Molly's eyes grew wider as he spoke. "I had no idea. Or, I suppose I didn't think of all these things! I won't invite you again. I'm sorry. But if this is ever behind us, I do hope you'll consider it, then. And share your fascinating stories."
If this is ever behind us, I will take a very long vacation, and if I never see another Weasley child again it will be too late. "Thank you, Mrs. Weasley. I will. Do you suppose they got rid of the Boggart by now?"
"Must have. It's only me who gets this way because of them. Since my brothers," she explained. Severus needed no explanation. He nodded, and an understanding passed between them: they were the only sane ones among people who did not understand the danger, because nobody could understand the danger until after it befell them. Sometimes, not even then. As a mother, Molly shared his priorities: first, keep them alive. Whether they liked it or not was their problem. Here was someone, Severus thought, he would trust to teach Defense. Alas, the same applied to her.
"Molly, I can't let you leave with your memories of this conversation."
"But- I won't tell anyone!" she protested.
He sighed. He understood her, after all. Only Muggles were supposed to be subjected to memory charms. "Everyone thinks they won't break," he said. "But everyone breaks. Even me, Molly. I only knew how to break, because I had prepared. Not that it matters, either way, because the Dark Lord could question you even if you were gagged." He already had his wand out. Molly began to step away, and her eyes drifted to her own wand, but whether she liked it or not was, well, her problem. He knew what had to happen. Molly's parents, he was sure, would have been as grateful as Molly was for his treatment of her children. "I will remember, Molly, and it means more than you'll know. I'm sorry."
She knew she could not stop him. "How will you stop me from figuring it out on my own? I already did it once!" She asked, a last ditch effort to make him reconsider. Her children's impudence had come from somewhere.

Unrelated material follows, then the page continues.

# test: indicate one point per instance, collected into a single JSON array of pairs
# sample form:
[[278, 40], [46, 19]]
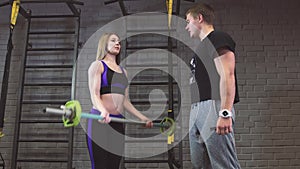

"Oh, but you said too much, Molly. That is exactly the problem. You said too much, because you don't know what's crucial, and what's trivial. So. You will know that when I saw Harry Potter's body, I was indifferent. Perhaps I was pretending I was not pleased? You will know that I took a little too long to offer sympathy. That when Moody turned up, I made an excuse and left abruptly. Our real conversation will be mine alone."
Some time passed in silence. A dangerously long time, for the others to start asking questions. For someone to come and witness something they shouldn't see. But Severus had just seen Lily Potter's son, dead, and he could not worry about everything at once just then.
"I don't understand, but I understand that… I don't understand. If I trust you… I should let you get on with it. But if this is my last chance, then… thank you."
Severus knew that memory charms worked best on fresh memories, and as their conversation had just happened, he had no doubt that Molly would suffer no ill effects. Nothing that could not be explained away by the Boggart, anyway. He hoped she would remember to stop asking him to stay and eat, but now that he knew what she'd meant to convey by that, he also hoped she wouldn't. In the life he'd chosen, nothing could be simple. But Molly, he now knew, saw through the obfuscations when she counted how many plates to put on the table, for all her children, and for Lily Potter's son.
"Thank you, Molly," he said to himself and stalked away. He, at least, would never forget this evening.